Creating an IPList using raw API calls and json payloads

import illumio_pylo as pylo

pce_hostname = 'pce212-beauty-contest.illumio.microsegment.io'

connector = pylo.APIConnector.create_from_credentials_in_file(pce_hostname, request_if_missing=True)

if connector is None:
    print("****ERROR**** No cached credentials found for PCE {}".format(pce_hostname))
    exit(1)

print("PCE Software version is {}".format(connector.get_software_version_string()))

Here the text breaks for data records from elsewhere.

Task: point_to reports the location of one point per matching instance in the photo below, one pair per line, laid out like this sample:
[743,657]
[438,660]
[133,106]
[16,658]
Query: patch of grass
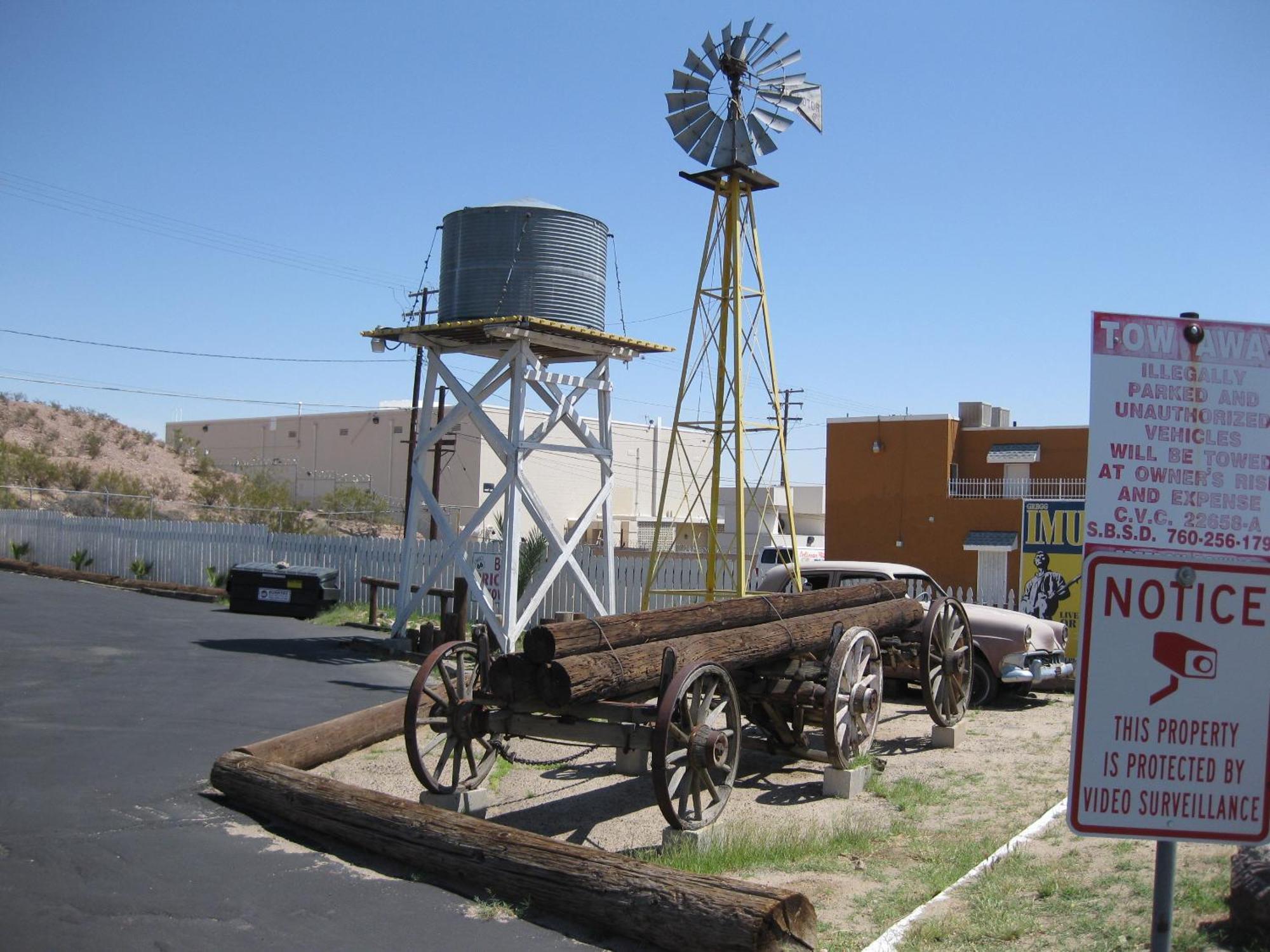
[907,795]
[1060,902]
[751,847]
[498,911]
[361,611]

print("* Now downloading Workload JSON...", end='', flush=True)
all_workloads_json = connector.objects_workload_get(max_results=999999, async_mode=False)
print("OK")

print()

print("* Now listing workloads names from JSON data:", end='', flush=True)
for workload_json in all_workloads_json:
    print(" - {} / href:{}".format(workload_json['name'], workload_json['href']))

print()

print("* attempting to create an IP¨List", end='', flush=True)
data = {'name': 'an IPList 2', "ip_ranges": [
    {"from_ip": "192.168.0.0/24"},
    {"from_ip": "172.16.0.0/24"},
]}
result = connector.objects_iplist_create(data)

if 'href' not in result:
    print("****ERROR**** Object was not created, PCE response was: ".format(result))
    exit(1)

print("OK! created with HREF={}".format(result['href']))

print()

CLI Tools

Pylo includes several documented command-like utilities intended for operational tasks against an Illumio PCE. Full, detailed usage (options, examples, and flags) is available in the docs/cli/ directory.

Binary distribution

Windows binaries: Prebuilt standalone Windows executables are provided so you can run the CLI tools without installing Python or any dependencies. Check the project's Releases page for all numbered releases but also:

• Latest release — includes the most recent stable version with all CLI tools and documentation.
• DEV release — includes the most recent development version with experimental features and bug fixes.

Documented CLI utilities

• cred-manager — Manage cached PCE credentials used by the CLI utilities (create, update, delete, list).
• iplist-analyzer — Analyze IP lists to find overlaps, gaps, and statistics for IP range usage.
• iplist-import — Import IP ranges into the PCE as IPList objects from CSV/JSON sources.
• label-delete-unused — Identify unused labels across the PCE and optionally delete them; generates CSV/XLSX/JSON reports and runs in dry-run mode by default.
• pce-objects-cache-updater — Refresh or rebuild the local cache of PCE objects used by offline/CLI tools.
• rule-export — Export firewall/security rules from the PCE into CSV/JSON formats for reporting or migration.
• traffic-export — Export traffic records from the PCE with flexible filtering (labels, IP lists, time ranges), formatting, and column customization.
• ven-compatibility-report-export — Generate compatibility reports for VENs (visibility/compatibility across versions or configurations).
• ven-duplicate-remover — Detect and help remove duplicate workload/VEN entries that share the same hostname; includes protection rules and dry-run by default.
• ven-idle-to-visibility — Convert idle VENs to visible state or generate reports to recover idle VENs (visibility management utilities).
• ven-upgrade — Assist with VEN upgrade workflows (reporting and helper steps to prepare VENs for upgrades).
• workload-export — Export workload objects and related metadata from the PCE.
• workload-import — Import workloads into the PCE from structured CSV/JSON inputs.
• workload-resync-names — Resynchronize workload names (useful when hostnames or naming conventions change).

Where to find full usage

• See the individual command docs in docs/cli/ for complete option lists, examples, and recommended safe workflows (each doc contains usage examples and notes).
• Most commands provide their own --help output; consult the corresponding docs/cli/<command>.md file for the exact invocation and flags.

System CA Certificates

Pylo loads the pip-system-certs helper by default so any HTTPS call understands and uses the operating system's CA certificate store; this ensures the bundled CLI and library mirror the host trust settings. Set PYLO_DISABLE_SYSTEM_CA to one of true, yes, 1, or on to prevent the injection when you want to rely on the bundled CA file instead.